アジェンダでは、まず私たちが言うところのエンタープライズレディネスとは何かについて説明します。そして、エンタープライズレディネスにとって重要な3つの領域、すなわちコンプライアンスとガバナンス、コストとパフォーマンス管理、そして運用の優位性について説明します。最後に、私たちが「Generative AIプラットフォーム」と呼ぶものと、Generative AIを大規模に実装する際のアーキテクチャがどのようなものになるかについてまとめます。
まず、このエンタープライズレディネスという概念から始めましょう。企業におけるGenerative AIについて語るとき、多くの方が次のような要素の組み合わせを求めていることに同意されると思います。まず、ニーズに応じて段階的にスケールできるソリューションが必要です。小規模から始めて、最終的には数百、数千のユースケースを本番環境でサポートできるところまでスケールできる必要があります。また、市場で入手可能な最新のFoundation Modelを使用でき、それらのモデルをプラグアンドプレイで使用できることも重要です。つまり、アプリケーションに大きな変更を加えることなく、新しいモデルを簡単に実装できる必要があります。さらに、RAGパターンやAgentic パターン、Fine-tuningなど、あらゆるタイプのカスタマイズに対応できるツールも必要です。そして最後に、しかし重要なこととして、データのセキュリティが確保され、Generative AIを使用するすべての場面でプライバシーが保護されていることを確認する必要があります。

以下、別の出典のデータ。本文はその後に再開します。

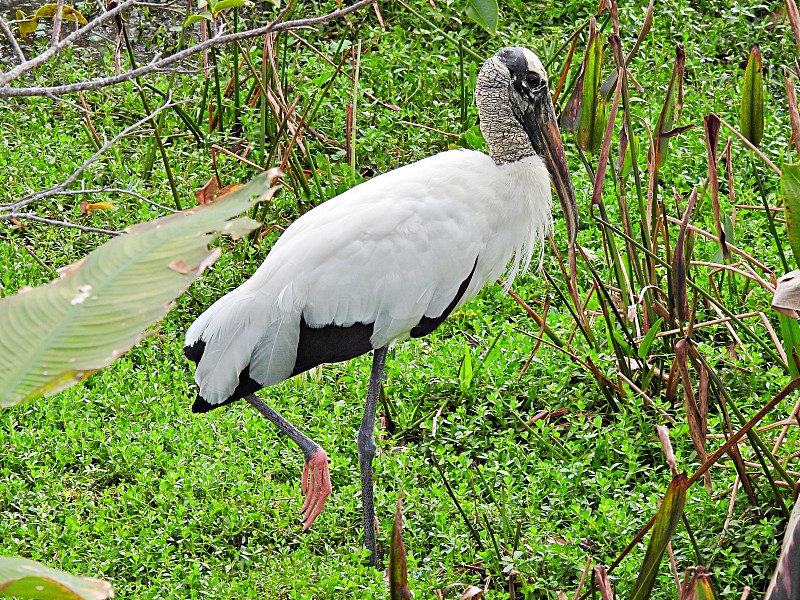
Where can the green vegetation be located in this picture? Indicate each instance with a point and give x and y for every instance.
(516, 462)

エンタープライズレディネスの3つの柱:コンプライアンス、コスト管理、運用優位性
これは、複数のビジネスユニットやチームがGenerative AIを使用する必要がある場合、さらに複雑になります。場合によっては、数十の製品開発チームやエンジニアリングチームが協力して作業を行い、数百、時には数千のユースケースが並行して進行し、それぞれがGenerative AIに対する固有のニーズを持っています。これから数分間、本番環境でGenerative AIアプリケーションをデプロイする際の3つの主要なステージについてお話しします。
第一のステージは、オンボーディングとコンプライアンスと呼ばれるものです。このステージは、自社で使用する予定のモデルやツールが、規制や社内ポリシーに準拠していることを確認するプロセスとして考えることができます。これにより、それらのモデルを本番環境で使用でき、すべてが望む方法で安全に保護されていることを確認できます。そのために、Amazon Bedrockでは、適切な仕事に適切なモデルを選択できるという重要な要素である「モデルの選択と柔軟性」を提供しています。もちろん、ここで最初に挙げるべきは「セキュリティとコンプライアンス」です。すべてが規制や社内ポリシーに準拠していることを確認する必要があります。そして最後に、「ガバナンスとコントロール」が必要です。これは、各ケースに応じて、ユーザーやグループレベル、プロジェクトレベルで非常に細かいアクセス制御ができること、そしてすべてのアプリケーションでコスト管理ができることを意味します。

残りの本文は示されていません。